End of the Pier

Neil Armstrong

Ion Productions in association with the Customs House

The Customs House, South Shields

From 22 August 2017 to 26 August 2017

Review by Peter Lathan

It’s 14 months almost to the day since I first saw and reviewed Neil Armstrong’s play—then entitled The End of the Pier—at The Exchange in North Shields, where it was playing as part of a four venue tour produced by Whitley Bay-based Cloud Nine.

Has anything else changed, apart from losing the first word of the title? The leads are the same; Armstrong plays Lionel Bosch and Zoe Lambert is Edith, his wife and fellow member of the Music Hall act The Lovebirds. Wayne Miller (Tam, the stage doorman) and Bob Stott (Barnaby, their agent) are new to the cast. And, as before, Armstrong himself directs.

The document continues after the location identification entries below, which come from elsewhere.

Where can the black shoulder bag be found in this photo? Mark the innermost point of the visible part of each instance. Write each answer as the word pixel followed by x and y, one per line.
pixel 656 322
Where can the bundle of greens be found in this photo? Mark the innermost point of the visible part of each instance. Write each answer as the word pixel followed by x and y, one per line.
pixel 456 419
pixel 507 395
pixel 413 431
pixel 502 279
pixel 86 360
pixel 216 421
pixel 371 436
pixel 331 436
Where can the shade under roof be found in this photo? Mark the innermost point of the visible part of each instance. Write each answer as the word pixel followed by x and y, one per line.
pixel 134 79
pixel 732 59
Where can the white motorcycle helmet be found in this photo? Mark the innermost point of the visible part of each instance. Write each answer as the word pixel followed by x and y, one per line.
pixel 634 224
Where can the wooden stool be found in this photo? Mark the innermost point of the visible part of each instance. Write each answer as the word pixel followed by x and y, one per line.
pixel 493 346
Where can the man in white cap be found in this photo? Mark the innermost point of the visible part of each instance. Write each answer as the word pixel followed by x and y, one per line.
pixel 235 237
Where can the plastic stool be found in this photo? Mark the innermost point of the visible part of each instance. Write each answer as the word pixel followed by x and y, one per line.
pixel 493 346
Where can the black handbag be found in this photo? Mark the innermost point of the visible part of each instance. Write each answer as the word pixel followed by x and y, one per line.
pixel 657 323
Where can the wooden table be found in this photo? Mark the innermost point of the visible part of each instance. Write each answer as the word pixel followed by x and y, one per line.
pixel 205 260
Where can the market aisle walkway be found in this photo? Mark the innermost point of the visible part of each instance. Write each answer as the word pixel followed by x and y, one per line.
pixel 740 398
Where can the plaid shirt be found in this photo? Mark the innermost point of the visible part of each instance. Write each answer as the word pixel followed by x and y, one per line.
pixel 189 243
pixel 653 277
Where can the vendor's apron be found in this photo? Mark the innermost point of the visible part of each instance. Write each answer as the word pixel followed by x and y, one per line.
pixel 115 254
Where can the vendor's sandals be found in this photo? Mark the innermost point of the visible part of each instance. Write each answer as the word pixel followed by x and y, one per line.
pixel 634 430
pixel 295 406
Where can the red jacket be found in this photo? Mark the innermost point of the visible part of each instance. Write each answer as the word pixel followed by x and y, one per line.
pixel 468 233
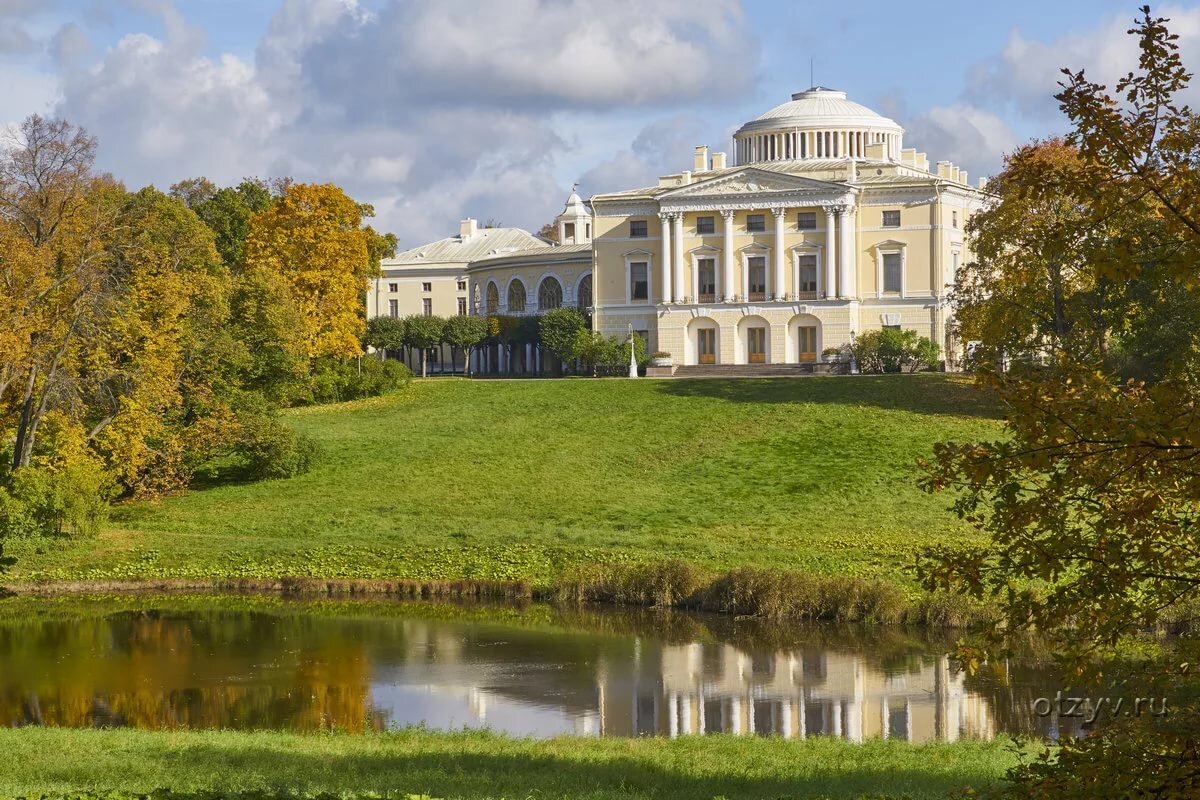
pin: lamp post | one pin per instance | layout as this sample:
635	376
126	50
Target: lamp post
633	358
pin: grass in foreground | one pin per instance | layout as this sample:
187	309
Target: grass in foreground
486	765
523	480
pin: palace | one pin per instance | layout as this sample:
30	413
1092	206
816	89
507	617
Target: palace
823	227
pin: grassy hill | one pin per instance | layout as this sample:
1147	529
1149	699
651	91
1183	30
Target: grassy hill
520	480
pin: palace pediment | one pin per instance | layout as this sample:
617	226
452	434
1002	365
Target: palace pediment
754	182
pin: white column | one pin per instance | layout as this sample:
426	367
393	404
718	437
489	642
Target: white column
677	258
847	234
831	286
727	258
665	268
777	284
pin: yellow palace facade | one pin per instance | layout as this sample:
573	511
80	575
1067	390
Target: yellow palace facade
823	227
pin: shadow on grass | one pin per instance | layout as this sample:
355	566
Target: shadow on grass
922	394
582	773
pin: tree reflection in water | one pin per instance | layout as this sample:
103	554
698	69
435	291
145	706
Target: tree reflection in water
365	667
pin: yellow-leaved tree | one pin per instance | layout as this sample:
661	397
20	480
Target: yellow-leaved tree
313	238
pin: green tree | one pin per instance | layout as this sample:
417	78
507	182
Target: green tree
465	332
559	331
424	332
892	350
385	334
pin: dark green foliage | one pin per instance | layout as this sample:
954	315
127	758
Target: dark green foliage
424	332
465	332
892	350
227	212
558	331
45	501
271	449
336	380
744	591
385	334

The play has gained a little in length but the most noticeable change is the set. The small touring set has been transformed (by designers Gareth Hunter and David Gibson) into something much more sumptuous, more in keeping with what one imagines Edwardian theatre dressing rooms may have been like, even in a rather run-down end of the pier theatre in Herne Bay—although they probably weren’t! And, of course, this does add a certain something to the effect of the production.

The lengthening of the play is not noticeable; nothing seems forced or standing out as being an “extra”. The audience (including me) can’t see the seams, which, of course, is very definitely a good thing. The effect has been to add to both the comedy and the play's underlying seriousness.

The Lovebirds' love, after 25 years of marriage and even longer as a Music Hall act, has turned to hatred and each really desperately wants to kill the other, and this, their last night in Herne Bay, is to be the moment. What prevents them from succeeding and the events that follow are not only good comedy but good comedy with something of an edge.

The characters are fully rounded and totally believable—helped by excellent performances from all concerned—and the comedy, arising from the intricate and often totally unexpected twists and turns of the plot, has a serious undertone, a depth which is thought-provoking—a bonus addition to the entertainment it so abundantly supplies.